Applicable gender: whether men and women apply fasting: fasting

Analysis results:

Below normal:

Normal value:

Above normal:


Tips may have Hashimoto's thyroiditis.

Tips: After 8 pm on the day before the medical examination, you should start fasting for 12 hours. Normal value

Normal person ATM is negative.

Clinical significance

In patients with Hashimoto's thyroiditis, the positive rate of ATM can reach 95%; the positive rate of ATM in patients with hyperthyroidism and primary mucinous edema is 85%-95%; the positive rate of ATM in subacute thyroiditis and thyroid cancer patients is about 15%. Because of the possible cross-reactivity of TPO with myeloperoxidase, ATM may also be positive in patients with peri-nuclear anti-neutrophil cytoplasmic antibodies.


First, the precautions before blood draw:

1, do not eat too greasy, high-protein food the day before the blood, to avoid heavy drinking. The alcohol content in the blood directly affects the test results.

2. After 8 pm on the day before the medical examination, you should start fasting for 12 hours to avoid affecting the test results.

3, should relax when taking blood, to avoid the contraction of blood vessels caused by fear, increase the difficulty of blood collection.

Second, after blood draw should pay attention to:

1. After blood is drawn, local compression is required at the pinhole for 3-5 minutes to stop bleeding. Note: Do not rub, so as not to cause subcutaneous hematoma.
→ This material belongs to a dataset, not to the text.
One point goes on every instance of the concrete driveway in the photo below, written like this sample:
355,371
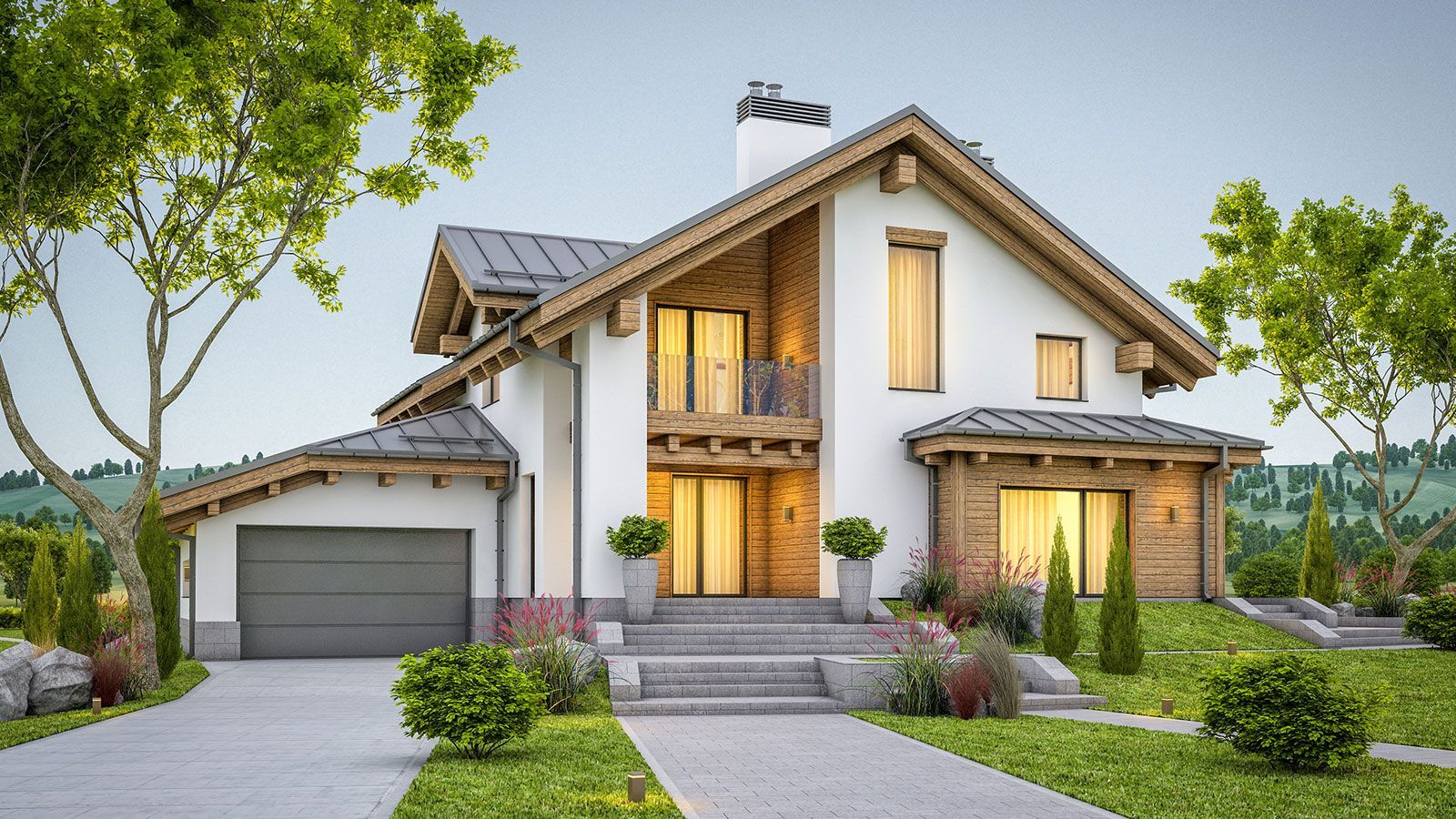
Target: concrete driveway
259,738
2, the pressing time should be sufficient. There is a difference in clotting time for each person, and some people need a little longer to clotting. Therefore, when the surface of the skin appears to be bleeding, the compression is stopped immediately, and the blood may be infiltrated into the skin due to incomplete hemostasis. Therefore, the compression time is longer to completely stop bleeding. If there is a tendency to bleed, the compression time should be extended.

3, after the blood draw symptoms of fainting such as: dizziness, vertigo, fatigue, etc. should immediately lie down, drink a small amount of syrup, and then undergo a physical examination after the symptoms are relieved.

4. If there is localized congestion, use a warm towel after 24 hours to promote absorption.

3. Please inform the doctor about the recent medication and special physiological changes before the test.

Inspection process

Same as ELISA.

Not suitable for the crowd

There are no taboos.

Adverse reactions and risks

There are no related complications and hazards.